警報が鳴り響き、建物の陰から黒い触手が街を引き裂く。
「黒斗、急げ! 未知のマリスが出現した!」
ミオの声に、胸が熱くなる。これまでの敵とは次元が違う。
黒斗は影の剣を握り、鎖を展開する。
「…来たか」
完全に意志通りに影を操れる感覚が、今の自分を支えていた。
だが、足元から地面が震え、影の渦が空間を歪める。
都市を破壊する黒い影の塊。黒斗もミオもその正体を知らない。
巨大な触手が街をなぎ倒す。黒斗は剣と鎖で応戦するが、触手は跳ね返され、盾も破壊される。
「くっ…力が通じない」
影を完全に操れるはずなのに、未知の敵の力の前では歯が立たない。
ミオが銃で援護する。
「黒斗、左側!」
銃弾が触手をかすめるが、敵は軽くかわし、触手を伸ばしてミオに迫る。
「くそっ!」
黒斗は盾で彼女を庇い、触手を切り裂く。だが反撃の余裕はない。
都市は戦場と化し、人々は避難。
黒斗は影の力を最大まで解放する。剣は鋭く、鎖は自在に暴れ、盾は硬い壁のように防御する。
だが、敵はさらに多形態化し、触手だけでなく建物を武器として攻撃してくる。
「…まだだ、まだ終わらせない!」
黒斗は全力で影を操る。
ミオも戦場を縦横無尽に駆け、銃で触手を削る。二人の連携は完璧とはいかないが、必死に敵の圧倒的力に立ち向かう。

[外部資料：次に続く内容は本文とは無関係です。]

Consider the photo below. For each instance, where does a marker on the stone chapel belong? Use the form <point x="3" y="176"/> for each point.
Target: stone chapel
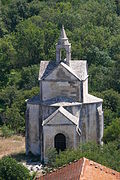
<point x="64" y="114"/>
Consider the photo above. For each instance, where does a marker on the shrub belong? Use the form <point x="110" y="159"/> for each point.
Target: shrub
<point x="51" y="155"/>
<point x="10" y="169"/>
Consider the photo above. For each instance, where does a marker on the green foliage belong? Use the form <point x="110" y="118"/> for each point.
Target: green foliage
<point x="6" y="132"/>
<point x="10" y="169"/>
<point x="108" y="155"/>
<point x="51" y="154"/>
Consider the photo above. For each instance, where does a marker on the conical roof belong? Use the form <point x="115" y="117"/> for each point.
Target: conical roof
<point x="63" y="34"/>
<point x="63" y="38"/>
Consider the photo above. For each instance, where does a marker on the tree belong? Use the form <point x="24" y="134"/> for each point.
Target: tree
<point x="112" y="132"/>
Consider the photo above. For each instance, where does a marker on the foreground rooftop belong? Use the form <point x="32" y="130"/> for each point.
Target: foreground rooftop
<point x="83" y="169"/>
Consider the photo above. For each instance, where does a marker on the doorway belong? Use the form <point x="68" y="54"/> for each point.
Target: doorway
<point x="60" y="142"/>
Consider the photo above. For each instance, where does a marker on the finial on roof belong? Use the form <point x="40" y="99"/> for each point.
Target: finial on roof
<point x="63" y="34"/>
<point x="63" y="43"/>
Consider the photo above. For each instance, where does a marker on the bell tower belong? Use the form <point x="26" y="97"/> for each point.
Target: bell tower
<point x="63" y="43"/>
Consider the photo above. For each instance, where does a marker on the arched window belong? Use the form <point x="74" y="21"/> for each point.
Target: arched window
<point x="60" y="142"/>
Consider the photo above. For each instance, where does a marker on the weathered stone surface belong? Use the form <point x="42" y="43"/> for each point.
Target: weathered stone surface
<point x="63" y="106"/>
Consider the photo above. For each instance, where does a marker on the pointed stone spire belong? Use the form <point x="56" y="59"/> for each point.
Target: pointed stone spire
<point x="63" y="38"/>
<point x="63" y="43"/>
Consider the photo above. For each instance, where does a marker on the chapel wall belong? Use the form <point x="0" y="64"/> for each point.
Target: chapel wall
<point x="88" y="122"/>
<point x="70" y="89"/>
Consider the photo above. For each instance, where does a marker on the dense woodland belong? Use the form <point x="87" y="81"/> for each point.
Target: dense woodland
<point x="29" y="30"/>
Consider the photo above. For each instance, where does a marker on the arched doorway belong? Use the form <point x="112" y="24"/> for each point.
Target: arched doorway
<point x="60" y="142"/>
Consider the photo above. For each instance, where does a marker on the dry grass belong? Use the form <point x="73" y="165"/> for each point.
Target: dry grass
<point x="12" y="145"/>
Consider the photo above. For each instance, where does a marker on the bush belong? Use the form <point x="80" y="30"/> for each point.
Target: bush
<point x="6" y="132"/>
<point x="51" y="155"/>
<point x="108" y="154"/>
<point x="10" y="169"/>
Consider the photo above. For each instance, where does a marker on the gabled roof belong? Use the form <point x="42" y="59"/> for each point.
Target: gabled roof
<point x="83" y="169"/>
<point x="63" y="65"/>
<point x="63" y="111"/>
<point x="77" y="67"/>
<point x="63" y="40"/>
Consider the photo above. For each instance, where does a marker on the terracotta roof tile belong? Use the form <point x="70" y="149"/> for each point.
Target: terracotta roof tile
<point x="82" y="169"/>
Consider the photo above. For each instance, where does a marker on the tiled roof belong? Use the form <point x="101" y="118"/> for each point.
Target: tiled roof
<point x="77" y="67"/>
<point x="83" y="169"/>
<point x="60" y="101"/>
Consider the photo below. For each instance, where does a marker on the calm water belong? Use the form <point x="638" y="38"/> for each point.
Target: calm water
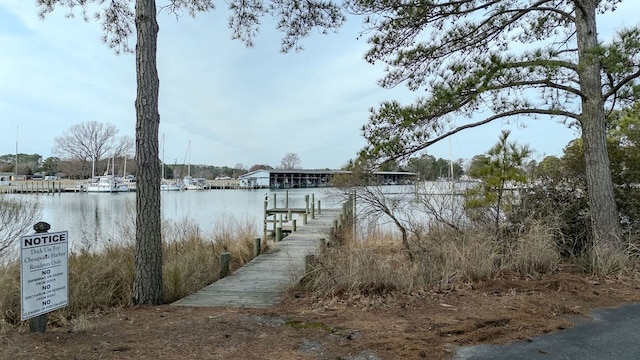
<point x="91" y="217"/>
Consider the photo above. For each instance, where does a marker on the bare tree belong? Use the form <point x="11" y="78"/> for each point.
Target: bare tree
<point x="118" y="17"/>
<point x="375" y="202"/>
<point x="88" y="140"/>
<point x="290" y="161"/>
<point x="17" y="215"/>
<point x="483" y="61"/>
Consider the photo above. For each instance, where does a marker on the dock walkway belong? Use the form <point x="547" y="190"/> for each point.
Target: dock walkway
<point x="261" y="282"/>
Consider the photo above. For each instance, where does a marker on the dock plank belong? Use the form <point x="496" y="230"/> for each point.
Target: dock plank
<point x="262" y="282"/>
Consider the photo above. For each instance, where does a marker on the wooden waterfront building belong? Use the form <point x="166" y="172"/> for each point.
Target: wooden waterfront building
<point x="304" y="178"/>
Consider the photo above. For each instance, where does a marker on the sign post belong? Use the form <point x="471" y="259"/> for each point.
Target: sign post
<point x="44" y="274"/>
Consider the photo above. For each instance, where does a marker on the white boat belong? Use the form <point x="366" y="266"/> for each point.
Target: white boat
<point x="106" y="183"/>
<point x="189" y="183"/>
<point x="167" y="185"/>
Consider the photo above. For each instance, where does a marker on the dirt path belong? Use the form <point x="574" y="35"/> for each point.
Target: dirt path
<point x="426" y="325"/>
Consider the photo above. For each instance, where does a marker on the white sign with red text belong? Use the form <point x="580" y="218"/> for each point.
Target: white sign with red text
<point x="44" y="273"/>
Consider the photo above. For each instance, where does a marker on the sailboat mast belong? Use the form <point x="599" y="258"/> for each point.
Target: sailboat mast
<point x="162" y="156"/>
<point x="189" y="156"/>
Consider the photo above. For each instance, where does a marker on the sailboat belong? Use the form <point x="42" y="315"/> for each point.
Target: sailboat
<point x="168" y="185"/>
<point x="107" y="183"/>
<point x="189" y="182"/>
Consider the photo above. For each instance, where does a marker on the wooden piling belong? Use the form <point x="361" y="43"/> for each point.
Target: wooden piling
<point x="256" y="247"/>
<point x="225" y="259"/>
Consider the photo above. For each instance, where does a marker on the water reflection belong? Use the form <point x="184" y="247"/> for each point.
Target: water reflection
<point x="93" y="218"/>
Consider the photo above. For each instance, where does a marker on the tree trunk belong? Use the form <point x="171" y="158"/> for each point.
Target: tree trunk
<point x="603" y="210"/>
<point x="148" y="260"/>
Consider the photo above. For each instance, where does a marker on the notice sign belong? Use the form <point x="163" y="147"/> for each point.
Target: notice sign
<point x="44" y="273"/>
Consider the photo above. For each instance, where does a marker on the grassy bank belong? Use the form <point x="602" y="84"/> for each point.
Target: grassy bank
<point x="103" y="280"/>
<point x="444" y="258"/>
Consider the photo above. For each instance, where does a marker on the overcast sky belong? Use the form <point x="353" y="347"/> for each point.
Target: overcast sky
<point x="236" y="105"/>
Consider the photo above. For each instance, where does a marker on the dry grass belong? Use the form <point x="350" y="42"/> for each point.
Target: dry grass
<point x="443" y="258"/>
<point x="103" y="280"/>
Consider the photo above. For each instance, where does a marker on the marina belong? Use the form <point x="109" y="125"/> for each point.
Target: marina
<point x="94" y="219"/>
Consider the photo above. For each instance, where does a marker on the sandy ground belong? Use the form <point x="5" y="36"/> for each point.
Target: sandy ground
<point x="427" y="324"/>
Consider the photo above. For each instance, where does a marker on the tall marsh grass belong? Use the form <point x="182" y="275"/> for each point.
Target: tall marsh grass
<point x="103" y="280"/>
<point x="443" y="257"/>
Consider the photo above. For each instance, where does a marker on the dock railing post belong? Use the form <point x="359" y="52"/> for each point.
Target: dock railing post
<point x="264" y="226"/>
<point x="286" y="199"/>
<point x="313" y="208"/>
<point x="256" y="247"/>
<point x="225" y="258"/>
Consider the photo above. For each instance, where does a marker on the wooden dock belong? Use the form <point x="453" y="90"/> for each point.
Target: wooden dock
<point x="261" y="282"/>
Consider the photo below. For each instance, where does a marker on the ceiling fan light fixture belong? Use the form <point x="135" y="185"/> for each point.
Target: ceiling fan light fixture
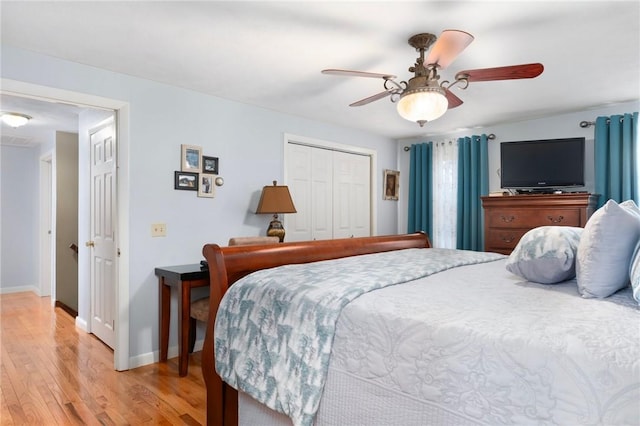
<point x="15" y="119"/>
<point x="422" y="104"/>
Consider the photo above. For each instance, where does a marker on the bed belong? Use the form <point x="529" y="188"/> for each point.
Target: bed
<point x="431" y="336"/>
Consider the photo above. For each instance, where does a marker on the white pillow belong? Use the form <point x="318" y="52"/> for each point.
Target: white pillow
<point x="634" y="273"/>
<point x="605" y="249"/>
<point x="546" y="254"/>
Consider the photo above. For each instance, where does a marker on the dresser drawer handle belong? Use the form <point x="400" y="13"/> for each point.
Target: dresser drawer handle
<point x="555" y="219"/>
<point x="507" y="238"/>
<point x="507" y="219"/>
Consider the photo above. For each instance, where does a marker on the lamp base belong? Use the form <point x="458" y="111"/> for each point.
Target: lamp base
<point x="276" y="229"/>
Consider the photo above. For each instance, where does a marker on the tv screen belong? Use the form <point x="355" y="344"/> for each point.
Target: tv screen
<point x="551" y="163"/>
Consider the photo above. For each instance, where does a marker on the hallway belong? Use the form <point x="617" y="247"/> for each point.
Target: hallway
<point x="51" y="373"/>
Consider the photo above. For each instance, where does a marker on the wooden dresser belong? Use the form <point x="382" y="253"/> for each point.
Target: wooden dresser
<point x="507" y="218"/>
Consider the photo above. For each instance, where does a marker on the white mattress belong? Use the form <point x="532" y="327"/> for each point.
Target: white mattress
<point x="478" y="345"/>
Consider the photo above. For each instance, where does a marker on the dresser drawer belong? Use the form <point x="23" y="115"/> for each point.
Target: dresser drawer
<point x="531" y="218"/>
<point x="503" y="238"/>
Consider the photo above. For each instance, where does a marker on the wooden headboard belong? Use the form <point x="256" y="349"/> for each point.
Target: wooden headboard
<point x="229" y="264"/>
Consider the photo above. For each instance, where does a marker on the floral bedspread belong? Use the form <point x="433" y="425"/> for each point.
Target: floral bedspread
<point x="274" y="329"/>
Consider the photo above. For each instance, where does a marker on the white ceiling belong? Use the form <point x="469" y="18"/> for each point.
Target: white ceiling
<point x="270" y="54"/>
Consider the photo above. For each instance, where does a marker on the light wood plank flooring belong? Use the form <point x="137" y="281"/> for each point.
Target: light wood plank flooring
<point x="54" y="374"/>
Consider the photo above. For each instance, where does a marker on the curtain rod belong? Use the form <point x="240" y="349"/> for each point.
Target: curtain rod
<point x="584" y="124"/>
<point x="490" y="136"/>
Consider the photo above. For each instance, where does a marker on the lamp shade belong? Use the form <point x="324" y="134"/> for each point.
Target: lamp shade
<point x="275" y="199"/>
<point x="423" y="104"/>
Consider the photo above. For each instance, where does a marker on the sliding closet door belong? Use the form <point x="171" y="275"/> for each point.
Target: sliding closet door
<point x="331" y="192"/>
<point x="310" y="182"/>
<point x="351" y="195"/>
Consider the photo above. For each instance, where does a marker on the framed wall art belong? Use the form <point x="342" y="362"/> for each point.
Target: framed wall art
<point x="186" y="181"/>
<point x="391" y="185"/>
<point x="210" y="165"/>
<point x="190" y="158"/>
<point x="206" y="185"/>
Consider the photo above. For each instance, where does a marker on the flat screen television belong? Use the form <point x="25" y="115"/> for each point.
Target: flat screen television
<point x="542" y="164"/>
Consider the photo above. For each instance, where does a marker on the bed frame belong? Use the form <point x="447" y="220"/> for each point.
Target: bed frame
<point x="229" y="264"/>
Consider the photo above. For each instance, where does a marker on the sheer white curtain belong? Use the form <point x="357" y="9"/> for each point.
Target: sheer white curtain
<point x="445" y="190"/>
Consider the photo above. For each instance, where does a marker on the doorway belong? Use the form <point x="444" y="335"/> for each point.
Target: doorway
<point x="121" y="109"/>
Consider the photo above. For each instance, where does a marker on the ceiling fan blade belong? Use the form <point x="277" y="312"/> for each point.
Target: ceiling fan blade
<point x="447" y="48"/>
<point x="512" y="72"/>
<point x="453" y="100"/>
<point x="350" y="73"/>
<point x="373" y="98"/>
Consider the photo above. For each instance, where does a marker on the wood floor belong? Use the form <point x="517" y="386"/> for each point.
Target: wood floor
<point x="53" y="374"/>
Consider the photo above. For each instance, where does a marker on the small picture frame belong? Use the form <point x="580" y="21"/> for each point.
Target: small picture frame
<point x="210" y="165"/>
<point x="190" y="158"/>
<point x="391" y="185"/>
<point x="186" y="181"/>
<point x="206" y="185"/>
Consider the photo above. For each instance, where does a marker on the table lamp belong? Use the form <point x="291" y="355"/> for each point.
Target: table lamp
<point x="275" y="199"/>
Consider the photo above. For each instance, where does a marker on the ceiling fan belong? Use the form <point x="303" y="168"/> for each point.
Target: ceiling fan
<point x="424" y="98"/>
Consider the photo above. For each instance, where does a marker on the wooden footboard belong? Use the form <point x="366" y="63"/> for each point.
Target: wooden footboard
<point x="229" y="264"/>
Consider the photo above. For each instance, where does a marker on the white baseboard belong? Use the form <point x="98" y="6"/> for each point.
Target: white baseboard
<point x="20" y="289"/>
<point x="153" y="357"/>
<point x="81" y="323"/>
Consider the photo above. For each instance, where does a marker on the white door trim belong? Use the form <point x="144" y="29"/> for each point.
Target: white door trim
<point x="47" y="249"/>
<point x="23" y="89"/>
<point x="319" y="143"/>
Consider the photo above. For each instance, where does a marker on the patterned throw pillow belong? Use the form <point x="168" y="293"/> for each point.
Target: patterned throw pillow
<point x="606" y="247"/>
<point x="546" y="254"/>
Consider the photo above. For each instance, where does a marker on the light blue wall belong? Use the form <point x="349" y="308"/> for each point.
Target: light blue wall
<point x="556" y="126"/>
<point x="19" y="218"/>
<point x="247" y="140"/>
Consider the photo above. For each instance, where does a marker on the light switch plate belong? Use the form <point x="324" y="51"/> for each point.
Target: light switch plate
<point x="159" y="230"/>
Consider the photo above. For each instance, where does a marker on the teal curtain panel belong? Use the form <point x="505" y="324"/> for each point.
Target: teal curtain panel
<point x="420" y="190"/>
<point x="473" y="182"/>
<point x="617" y="158"/>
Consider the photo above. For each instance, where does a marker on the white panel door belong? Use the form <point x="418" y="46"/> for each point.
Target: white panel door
<point x="298" y="225"/>
<point x="351" y="195"/>
<point x="103" y="222"/>
<point x="322" y="194"/>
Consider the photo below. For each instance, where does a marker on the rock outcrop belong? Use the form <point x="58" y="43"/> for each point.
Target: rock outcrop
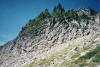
<point x="39" y="36"/>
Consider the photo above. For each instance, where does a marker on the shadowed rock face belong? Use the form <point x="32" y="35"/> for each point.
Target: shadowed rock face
<point x="43" y="35"/>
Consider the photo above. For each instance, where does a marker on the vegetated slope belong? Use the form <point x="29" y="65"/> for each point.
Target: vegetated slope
<point x="41" y="35"/>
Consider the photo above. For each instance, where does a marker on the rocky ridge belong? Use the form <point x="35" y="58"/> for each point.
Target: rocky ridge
<point x="40" y="37"/>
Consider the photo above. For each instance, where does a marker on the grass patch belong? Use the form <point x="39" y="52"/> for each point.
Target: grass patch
<point x="89" y="55"/>
<point x="76" y="55"/>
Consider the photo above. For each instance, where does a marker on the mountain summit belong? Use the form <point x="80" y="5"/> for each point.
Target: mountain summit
<point x="63" y="38"/>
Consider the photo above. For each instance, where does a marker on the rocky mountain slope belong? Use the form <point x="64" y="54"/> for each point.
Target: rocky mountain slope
<point x="63" y="38"/>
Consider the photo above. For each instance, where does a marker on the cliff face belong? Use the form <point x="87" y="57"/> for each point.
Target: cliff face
<point x="40" y="36"/>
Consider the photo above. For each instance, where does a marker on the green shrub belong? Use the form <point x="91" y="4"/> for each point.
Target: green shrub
<point x="97" y="58"/>
<point x="83" y="17"/>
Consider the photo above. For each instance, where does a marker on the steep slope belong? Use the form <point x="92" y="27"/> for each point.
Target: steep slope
<point x="51" y="33"/>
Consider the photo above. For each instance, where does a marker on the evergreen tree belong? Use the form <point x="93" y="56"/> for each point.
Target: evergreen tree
<point x="46" y="13"/>
<point x="58" y="11"/>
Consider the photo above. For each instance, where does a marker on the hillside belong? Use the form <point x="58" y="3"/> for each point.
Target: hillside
<point x="62" y="38"/>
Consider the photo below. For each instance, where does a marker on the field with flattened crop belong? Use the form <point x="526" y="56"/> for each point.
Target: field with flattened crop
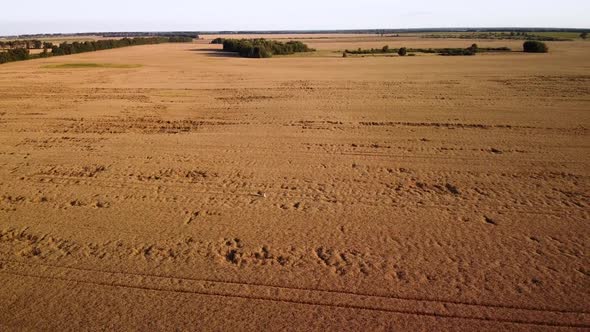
<point x="174" y="186"/>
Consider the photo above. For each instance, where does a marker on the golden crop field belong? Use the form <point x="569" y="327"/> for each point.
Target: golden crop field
<point x="372" y="193"/>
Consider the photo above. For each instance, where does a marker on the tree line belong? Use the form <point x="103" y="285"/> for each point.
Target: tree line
<point x="471" y="50"/>
<point x="261" y="48"/>
<point x="65" y="48"/>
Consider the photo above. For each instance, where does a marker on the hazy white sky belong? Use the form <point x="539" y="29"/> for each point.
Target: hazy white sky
<point x="38" y="16"/>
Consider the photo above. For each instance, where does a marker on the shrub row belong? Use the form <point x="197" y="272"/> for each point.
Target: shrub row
<point x="66" y="48"/>
<point x="472" y="50"/>
<point x="496" y="35"/>
<point x="16" y="54"/>
<point x="263" y="48"/>
<point x="533" y="46"/>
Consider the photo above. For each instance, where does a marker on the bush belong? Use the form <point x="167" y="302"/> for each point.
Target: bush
<point x="533" y="46"/>
<point x="263" y="48"/>
<point x="17" y="54"/>
<point x="65" y="48"/>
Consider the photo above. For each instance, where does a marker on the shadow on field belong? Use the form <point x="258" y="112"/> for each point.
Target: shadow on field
<point x="214" y="52"/>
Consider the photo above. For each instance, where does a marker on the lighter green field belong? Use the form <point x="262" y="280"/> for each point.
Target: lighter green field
<point x="90" y="65"/>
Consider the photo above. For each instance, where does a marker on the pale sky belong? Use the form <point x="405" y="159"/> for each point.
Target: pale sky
<point x="43" y="16"/>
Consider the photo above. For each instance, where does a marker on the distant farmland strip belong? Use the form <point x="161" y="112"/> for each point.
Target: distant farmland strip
<point x="65" y="48"/>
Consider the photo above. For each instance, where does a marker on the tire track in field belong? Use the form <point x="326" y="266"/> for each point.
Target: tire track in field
<point x="304" y="296"/>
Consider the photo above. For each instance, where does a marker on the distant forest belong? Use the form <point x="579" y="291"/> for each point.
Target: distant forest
<point x="19" y="50"/>
<point x="261" y="48"/>
<point x="196" y="34"/>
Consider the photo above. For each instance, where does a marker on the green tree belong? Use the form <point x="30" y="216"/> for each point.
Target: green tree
<point x="533" y="46"/>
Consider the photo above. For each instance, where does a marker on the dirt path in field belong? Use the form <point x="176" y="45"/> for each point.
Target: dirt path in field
<point x="203" y="192"/>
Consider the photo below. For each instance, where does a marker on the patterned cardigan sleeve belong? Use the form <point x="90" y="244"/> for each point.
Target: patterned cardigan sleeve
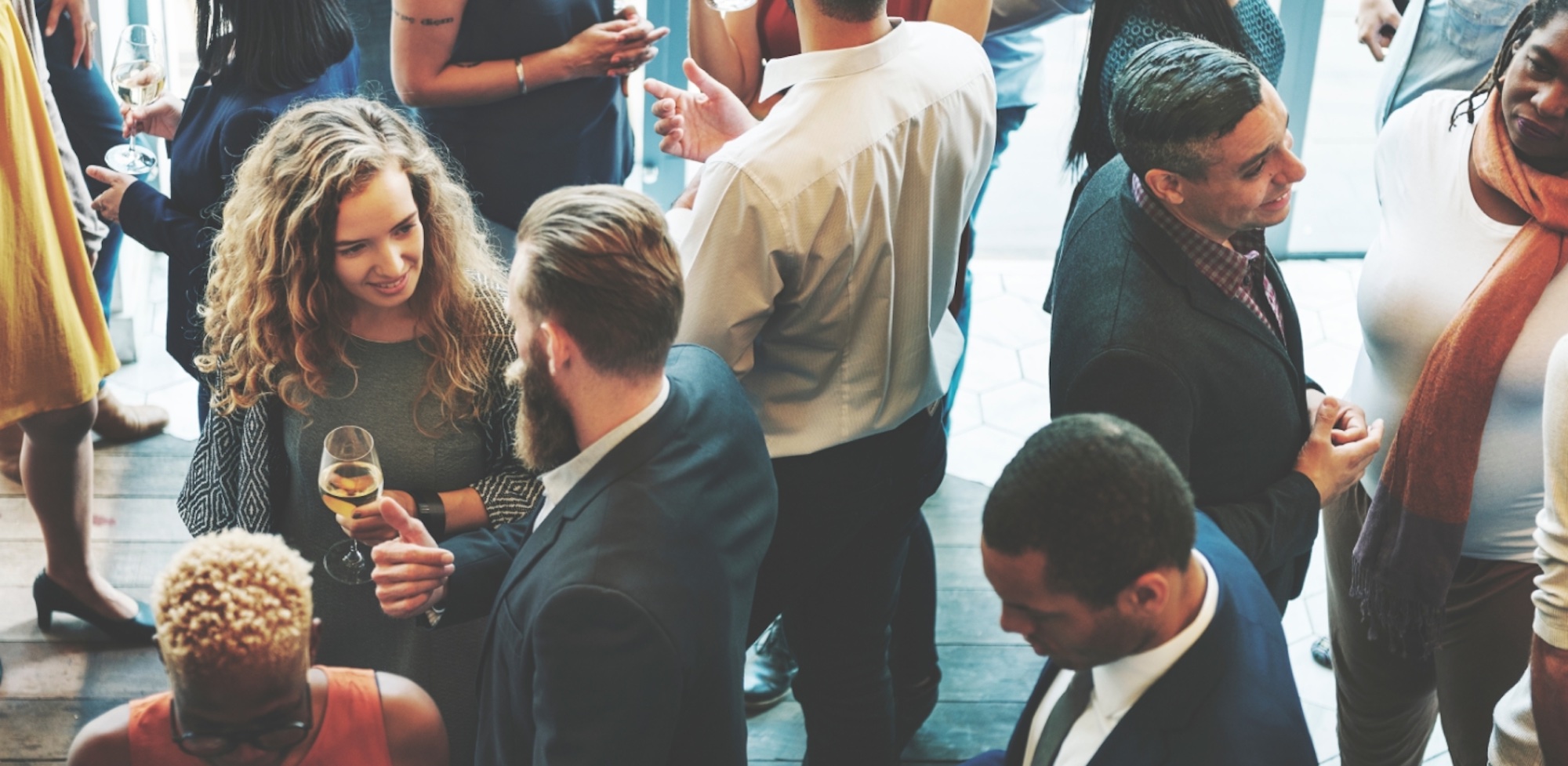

そのとき、影の塊が人型に変形し、漆黒の目が二人を射る。
黒斗は叫ぶ。
「何者だ!」
ミオも警戒を強める。
敵は静かに低く声を発した。
「我が名はカリギュラ、”ライガー・カリギュラ”だ。覚えとくがいい」
黒斗は拳を握る。全力で操る影の剣も、触手の猛攻に押される。
ミオも銃を構え、冷静に狙うが、敵の圧倒的力にわずかに後ずさる。
勝てる気配はない。
だが、戦いはまだ終わらない――。